I remember it now as I remembered it then. The world went boom and, for many, came to an end. A typhoon named Haiyan made landfall in the Philippines on 8 November 2013.

Today, as then, my thoughts are there, in the province of Leyte in the southern part of the country, where almost 10,000 people died and thousands are still missing.

Stories of tears and prayers

Norma, a single mother who works as a domestic helper, remembers the nightmare, still as vivid as it was during the first hour. Norma hails from Leyte; she was born and bred there. She cried night after night after the typhoon. All communication lines were down. There was no way of knowing if her 14-year-old son, or her mother and father, with whom she had left her child, were still alive. Or if their makeshift house, with its tattered wooden roof, had made it through the storm surge.

She was 600 kilometres away in Manila when it happened, earning a living for her only son and the rest of her clan back home. Days passed and still she heard nothing. There was no word, nothing on the television or on the radio to say what had happened in their far-flung village in Carigara, Leyte.

She could not sleep; sometimes she forgot to eat. If she did manage to fall asleep, there were nightmares of a sea rising and wiping out a town. She could not go home, not yet anyway, even if she wanted to, because she had heard stories of riots and looting and destruction as those left behind struggled to survive.

And so she waited. And waited some more. After three weeks, she finally heard the news: her family was safe but their house was destroyed.

The news was not easy to take, but it was much better than the stories of the thousands who had lost everything and everyone.

Haiyan was all that and more.

Rebuilding lives

One year on, the government is still rebuilding a province that was wiped out but the reconstruction is way too slow, dragged down by politics and corruption, say many of the survivors.

The government still needs to find suitable land for at least 14,500 people who were promised new homes in areas that are safer and further away from the coastal areas where residents are vulnerable to another environmental catastrophe.

According to government statistics, about 3,000 people are still living in tents in Tacloban, the capital of Leyte. The tents were supposed to be temporary, says the city mayor Alfred Romualdez, nephew of former First Lady Imelda Marcos. He blames the delay on a lack of suitable land to build houses that can withstand winds of 250 kilometres per hour.

‘One year after typhoon Haiyan, we are back – but only about 50 per cent,’ he said in a report by Reuters.

Climate change disaster

Tragically, Haiyan is unlikely to be the last devastating typhoon to hit the Philippines, or any other country, as the global climate crisis intensifies.

The result is that more destructive storms and similar environmental catastrophes are bound to happen.

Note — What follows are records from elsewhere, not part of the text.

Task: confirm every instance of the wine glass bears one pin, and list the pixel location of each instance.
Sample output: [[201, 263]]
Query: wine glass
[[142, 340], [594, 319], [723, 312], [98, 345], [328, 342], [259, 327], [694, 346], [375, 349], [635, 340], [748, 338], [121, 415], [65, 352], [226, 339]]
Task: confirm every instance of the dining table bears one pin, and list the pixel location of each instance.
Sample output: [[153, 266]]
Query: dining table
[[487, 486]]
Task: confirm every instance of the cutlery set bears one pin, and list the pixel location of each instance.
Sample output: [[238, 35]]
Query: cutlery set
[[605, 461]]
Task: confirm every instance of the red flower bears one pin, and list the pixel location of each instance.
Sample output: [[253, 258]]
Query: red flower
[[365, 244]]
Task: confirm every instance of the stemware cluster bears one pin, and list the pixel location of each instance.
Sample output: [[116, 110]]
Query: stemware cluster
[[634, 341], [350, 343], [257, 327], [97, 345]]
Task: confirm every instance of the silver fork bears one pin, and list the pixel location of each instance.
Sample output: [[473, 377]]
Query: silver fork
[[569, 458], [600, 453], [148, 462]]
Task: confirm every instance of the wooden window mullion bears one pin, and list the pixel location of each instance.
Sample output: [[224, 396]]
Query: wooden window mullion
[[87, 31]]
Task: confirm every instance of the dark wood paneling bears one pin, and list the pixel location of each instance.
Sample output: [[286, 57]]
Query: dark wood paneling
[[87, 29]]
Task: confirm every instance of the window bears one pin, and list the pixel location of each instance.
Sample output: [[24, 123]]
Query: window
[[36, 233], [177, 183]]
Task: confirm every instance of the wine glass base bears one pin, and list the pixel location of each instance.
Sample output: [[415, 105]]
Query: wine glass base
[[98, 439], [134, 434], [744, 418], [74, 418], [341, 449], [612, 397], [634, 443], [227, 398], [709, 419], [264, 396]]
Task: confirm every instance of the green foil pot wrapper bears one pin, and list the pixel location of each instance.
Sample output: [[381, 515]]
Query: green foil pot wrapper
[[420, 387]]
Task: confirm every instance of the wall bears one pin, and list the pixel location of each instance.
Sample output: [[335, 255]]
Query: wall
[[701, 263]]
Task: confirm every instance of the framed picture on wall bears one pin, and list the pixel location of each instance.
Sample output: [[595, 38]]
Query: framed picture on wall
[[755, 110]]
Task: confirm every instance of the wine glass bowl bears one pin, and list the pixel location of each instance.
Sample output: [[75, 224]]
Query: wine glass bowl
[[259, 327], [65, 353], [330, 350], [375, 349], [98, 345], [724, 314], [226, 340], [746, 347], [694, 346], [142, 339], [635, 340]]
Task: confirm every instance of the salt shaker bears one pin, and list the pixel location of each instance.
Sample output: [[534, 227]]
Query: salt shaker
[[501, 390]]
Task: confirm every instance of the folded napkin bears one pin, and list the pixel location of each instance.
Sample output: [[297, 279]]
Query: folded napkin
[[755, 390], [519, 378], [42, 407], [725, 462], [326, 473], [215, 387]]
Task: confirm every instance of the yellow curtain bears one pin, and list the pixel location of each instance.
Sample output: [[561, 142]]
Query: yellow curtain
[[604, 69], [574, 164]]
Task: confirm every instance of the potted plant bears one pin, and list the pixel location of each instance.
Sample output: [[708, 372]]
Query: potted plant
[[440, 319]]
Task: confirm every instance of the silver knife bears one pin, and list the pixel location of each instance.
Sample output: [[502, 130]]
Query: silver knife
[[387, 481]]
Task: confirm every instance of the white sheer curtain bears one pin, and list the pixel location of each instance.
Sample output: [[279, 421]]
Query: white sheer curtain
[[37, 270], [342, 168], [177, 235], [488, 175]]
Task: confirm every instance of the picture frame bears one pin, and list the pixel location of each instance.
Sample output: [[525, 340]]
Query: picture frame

‘Scientists have warned for decades that pumping greenhouse gases into the atmosphere has and will continue to cause global average temperatures to rise and the result will be more and more extreme weather events,’ says Kristin Casper, a Legal Counsel for Campaigns and Actions at Greenpeace International in an article on the changing climate.

The culprit? The entire capitalist system and its greed for profits by making consumers consume more and more.

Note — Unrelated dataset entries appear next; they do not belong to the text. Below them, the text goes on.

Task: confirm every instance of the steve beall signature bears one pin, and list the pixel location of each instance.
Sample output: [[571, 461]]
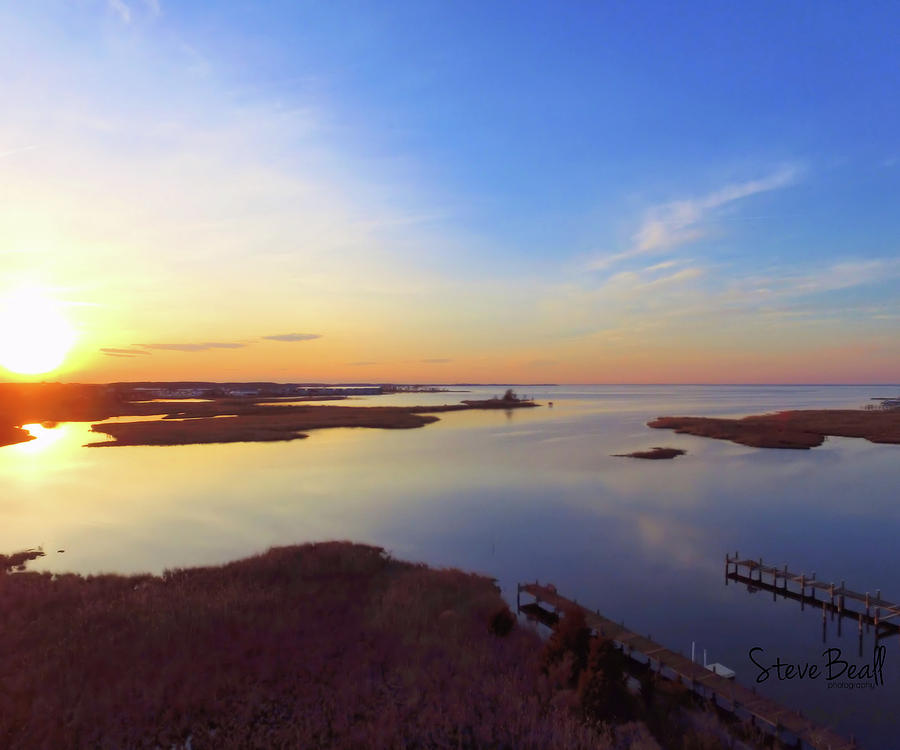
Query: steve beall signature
[[832, 669]]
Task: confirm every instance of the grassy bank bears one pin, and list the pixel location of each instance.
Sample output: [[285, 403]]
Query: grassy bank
[[329, 645]]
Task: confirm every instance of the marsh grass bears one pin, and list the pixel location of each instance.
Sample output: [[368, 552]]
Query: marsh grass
[[326, 645]]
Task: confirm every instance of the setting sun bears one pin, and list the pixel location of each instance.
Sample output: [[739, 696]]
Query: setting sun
[[35, 337]]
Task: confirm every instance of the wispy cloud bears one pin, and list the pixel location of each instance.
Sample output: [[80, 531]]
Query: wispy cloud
[[680, 222], [293, 337], [202, 347], [113, 352]]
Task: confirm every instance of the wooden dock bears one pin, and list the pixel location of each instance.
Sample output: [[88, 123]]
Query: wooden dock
[[790, 727], [875, 611]]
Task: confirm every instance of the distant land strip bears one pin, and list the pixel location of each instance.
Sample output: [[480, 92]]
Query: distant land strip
[[214, 420], [802, 429]]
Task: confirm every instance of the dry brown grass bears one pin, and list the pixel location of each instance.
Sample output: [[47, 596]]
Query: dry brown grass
[[328, 645]]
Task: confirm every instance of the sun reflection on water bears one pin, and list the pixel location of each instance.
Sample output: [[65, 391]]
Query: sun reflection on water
[[45, 435]]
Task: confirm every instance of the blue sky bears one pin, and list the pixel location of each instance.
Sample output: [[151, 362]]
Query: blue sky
[[534, 191]]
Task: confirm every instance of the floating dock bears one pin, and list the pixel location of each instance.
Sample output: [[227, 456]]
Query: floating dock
[[790, 727]]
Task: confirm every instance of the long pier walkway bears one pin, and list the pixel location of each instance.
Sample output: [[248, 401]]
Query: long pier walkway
[[876, 611], [789, 726]]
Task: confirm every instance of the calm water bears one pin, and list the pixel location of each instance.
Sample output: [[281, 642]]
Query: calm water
[[533, 494]]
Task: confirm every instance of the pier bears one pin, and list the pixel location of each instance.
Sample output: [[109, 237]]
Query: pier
[[788, 726], [865, 608]]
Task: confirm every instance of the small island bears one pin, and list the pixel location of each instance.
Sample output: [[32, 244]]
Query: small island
[[327, 645], [653, 453], [801, 429]]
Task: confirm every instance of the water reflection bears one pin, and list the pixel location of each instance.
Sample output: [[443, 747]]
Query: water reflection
[[45, 436], [535, 494]]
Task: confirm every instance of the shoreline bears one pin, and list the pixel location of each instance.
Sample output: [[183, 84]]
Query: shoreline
[[797, 429]]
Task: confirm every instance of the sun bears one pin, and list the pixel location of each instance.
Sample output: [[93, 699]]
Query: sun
[[35, 336]]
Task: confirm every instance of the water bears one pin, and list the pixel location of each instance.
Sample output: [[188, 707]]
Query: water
[[529, 494]]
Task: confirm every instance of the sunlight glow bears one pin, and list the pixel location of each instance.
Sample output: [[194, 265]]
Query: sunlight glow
[[35, 337]]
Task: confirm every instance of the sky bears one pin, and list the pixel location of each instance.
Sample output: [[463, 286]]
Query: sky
[[529, 192]]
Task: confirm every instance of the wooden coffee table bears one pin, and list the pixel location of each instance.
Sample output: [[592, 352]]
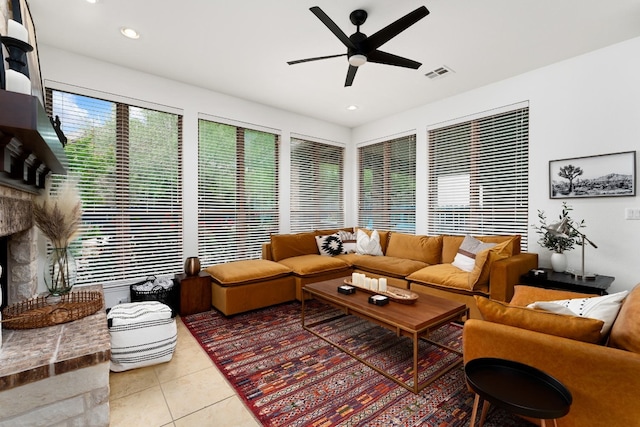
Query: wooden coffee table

The result is an increasingly dirty world that is wreaking extreme pollution on the environment.

To borrow the words of Filipino documentary photographer Jes Aznar in his essay ‘Consumed’, poor countries like the Philippines are once again on the frontline of things.

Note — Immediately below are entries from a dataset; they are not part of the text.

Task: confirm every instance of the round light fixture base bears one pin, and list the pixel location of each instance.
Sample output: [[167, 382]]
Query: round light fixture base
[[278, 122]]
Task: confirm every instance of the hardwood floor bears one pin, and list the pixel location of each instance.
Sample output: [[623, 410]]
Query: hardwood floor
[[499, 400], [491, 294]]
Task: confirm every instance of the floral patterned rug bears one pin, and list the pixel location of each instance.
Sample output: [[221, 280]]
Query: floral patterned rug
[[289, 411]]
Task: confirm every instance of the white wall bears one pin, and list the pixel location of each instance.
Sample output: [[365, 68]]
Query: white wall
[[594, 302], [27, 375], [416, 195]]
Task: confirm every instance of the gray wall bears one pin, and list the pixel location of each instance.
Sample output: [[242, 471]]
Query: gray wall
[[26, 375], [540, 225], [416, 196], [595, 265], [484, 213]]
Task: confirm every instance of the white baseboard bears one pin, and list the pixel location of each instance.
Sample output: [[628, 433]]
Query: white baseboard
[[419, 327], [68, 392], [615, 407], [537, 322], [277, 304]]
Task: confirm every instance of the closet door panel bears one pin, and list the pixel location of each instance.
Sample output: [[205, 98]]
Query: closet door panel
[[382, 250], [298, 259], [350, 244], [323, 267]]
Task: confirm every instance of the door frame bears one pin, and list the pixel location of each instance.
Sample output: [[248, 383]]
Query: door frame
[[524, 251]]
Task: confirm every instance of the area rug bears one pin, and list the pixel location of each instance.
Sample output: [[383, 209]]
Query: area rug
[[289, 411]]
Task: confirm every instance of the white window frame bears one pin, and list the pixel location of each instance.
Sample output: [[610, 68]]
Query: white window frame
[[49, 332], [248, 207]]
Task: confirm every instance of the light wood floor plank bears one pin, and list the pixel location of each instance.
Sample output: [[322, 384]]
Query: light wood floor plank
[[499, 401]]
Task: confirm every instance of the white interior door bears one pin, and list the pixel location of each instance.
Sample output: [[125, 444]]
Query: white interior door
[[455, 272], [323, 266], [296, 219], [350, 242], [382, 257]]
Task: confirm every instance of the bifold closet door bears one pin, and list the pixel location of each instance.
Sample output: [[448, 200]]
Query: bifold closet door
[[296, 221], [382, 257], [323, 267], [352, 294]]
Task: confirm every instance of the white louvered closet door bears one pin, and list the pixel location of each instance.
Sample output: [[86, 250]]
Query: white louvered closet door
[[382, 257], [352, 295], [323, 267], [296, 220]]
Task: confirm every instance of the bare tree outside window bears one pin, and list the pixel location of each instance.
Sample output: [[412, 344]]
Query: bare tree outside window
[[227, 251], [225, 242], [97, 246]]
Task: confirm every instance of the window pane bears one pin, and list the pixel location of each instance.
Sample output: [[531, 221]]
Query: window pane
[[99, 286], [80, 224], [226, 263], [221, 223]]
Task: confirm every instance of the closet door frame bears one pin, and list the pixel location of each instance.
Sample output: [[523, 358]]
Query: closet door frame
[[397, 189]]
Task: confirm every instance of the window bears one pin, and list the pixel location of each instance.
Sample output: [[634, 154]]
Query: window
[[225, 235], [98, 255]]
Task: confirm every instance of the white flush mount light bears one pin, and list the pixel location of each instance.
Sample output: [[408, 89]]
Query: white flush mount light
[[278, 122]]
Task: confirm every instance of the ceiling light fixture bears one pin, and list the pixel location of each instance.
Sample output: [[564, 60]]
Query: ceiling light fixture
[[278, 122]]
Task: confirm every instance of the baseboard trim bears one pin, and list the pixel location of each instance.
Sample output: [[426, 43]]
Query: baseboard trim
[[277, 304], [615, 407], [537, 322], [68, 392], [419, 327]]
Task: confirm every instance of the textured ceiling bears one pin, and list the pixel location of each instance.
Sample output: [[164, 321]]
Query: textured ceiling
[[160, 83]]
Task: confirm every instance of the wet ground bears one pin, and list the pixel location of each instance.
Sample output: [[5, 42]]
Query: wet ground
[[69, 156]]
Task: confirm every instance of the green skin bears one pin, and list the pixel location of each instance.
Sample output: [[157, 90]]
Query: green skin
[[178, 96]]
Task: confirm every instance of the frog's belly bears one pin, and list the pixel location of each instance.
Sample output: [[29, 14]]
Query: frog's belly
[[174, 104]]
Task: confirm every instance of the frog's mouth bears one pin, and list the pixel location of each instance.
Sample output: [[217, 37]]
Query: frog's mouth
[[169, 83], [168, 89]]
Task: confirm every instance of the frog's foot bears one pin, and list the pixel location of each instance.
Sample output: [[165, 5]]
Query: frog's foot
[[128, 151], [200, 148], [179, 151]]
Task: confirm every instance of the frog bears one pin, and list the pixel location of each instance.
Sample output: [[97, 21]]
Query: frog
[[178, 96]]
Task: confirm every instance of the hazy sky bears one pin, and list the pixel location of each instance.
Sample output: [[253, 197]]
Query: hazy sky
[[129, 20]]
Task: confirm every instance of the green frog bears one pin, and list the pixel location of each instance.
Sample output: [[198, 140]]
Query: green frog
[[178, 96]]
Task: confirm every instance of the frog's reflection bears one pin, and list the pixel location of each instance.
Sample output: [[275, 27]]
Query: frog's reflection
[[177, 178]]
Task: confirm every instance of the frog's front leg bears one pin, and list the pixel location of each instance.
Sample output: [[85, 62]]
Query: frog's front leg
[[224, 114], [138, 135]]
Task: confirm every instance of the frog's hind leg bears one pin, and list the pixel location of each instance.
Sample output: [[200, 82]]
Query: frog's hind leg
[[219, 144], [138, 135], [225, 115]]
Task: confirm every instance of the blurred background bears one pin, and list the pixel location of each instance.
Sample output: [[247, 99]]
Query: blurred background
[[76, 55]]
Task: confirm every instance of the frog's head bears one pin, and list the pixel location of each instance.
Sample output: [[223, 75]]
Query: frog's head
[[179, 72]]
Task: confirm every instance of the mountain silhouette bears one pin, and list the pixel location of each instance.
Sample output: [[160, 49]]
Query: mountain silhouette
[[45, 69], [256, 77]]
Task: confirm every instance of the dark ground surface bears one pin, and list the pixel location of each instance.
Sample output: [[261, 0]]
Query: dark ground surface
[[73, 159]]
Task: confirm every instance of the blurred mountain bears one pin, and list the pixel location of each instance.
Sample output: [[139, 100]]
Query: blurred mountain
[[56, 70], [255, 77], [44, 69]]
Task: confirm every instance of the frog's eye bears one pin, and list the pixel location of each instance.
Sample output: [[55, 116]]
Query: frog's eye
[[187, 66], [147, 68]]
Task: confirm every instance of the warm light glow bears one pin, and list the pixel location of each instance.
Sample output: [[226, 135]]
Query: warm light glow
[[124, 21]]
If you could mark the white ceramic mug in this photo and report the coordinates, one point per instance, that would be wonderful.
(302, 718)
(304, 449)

‘Indeed, we are nothing but a market for surplus goods and capital, an assimilator of hegemonic culture, and an unwilling victim of the effects of greenhouse gases produced by industries. Capitalism’s relentless need to produce more products and profit has finally come to terms with the striking reality – we consume and become consumed, and the great industrialization’s effect on the environment has and will give a huge blow to poorer countries like this one,’ says Aznar, who covered the wrath of Haiyan when it struck a year ago.

Meantime, ‘at the ground zero of this realization, people are still trying to rebuild, with a majority still preoccupied with survival and the will to move on,’ he says.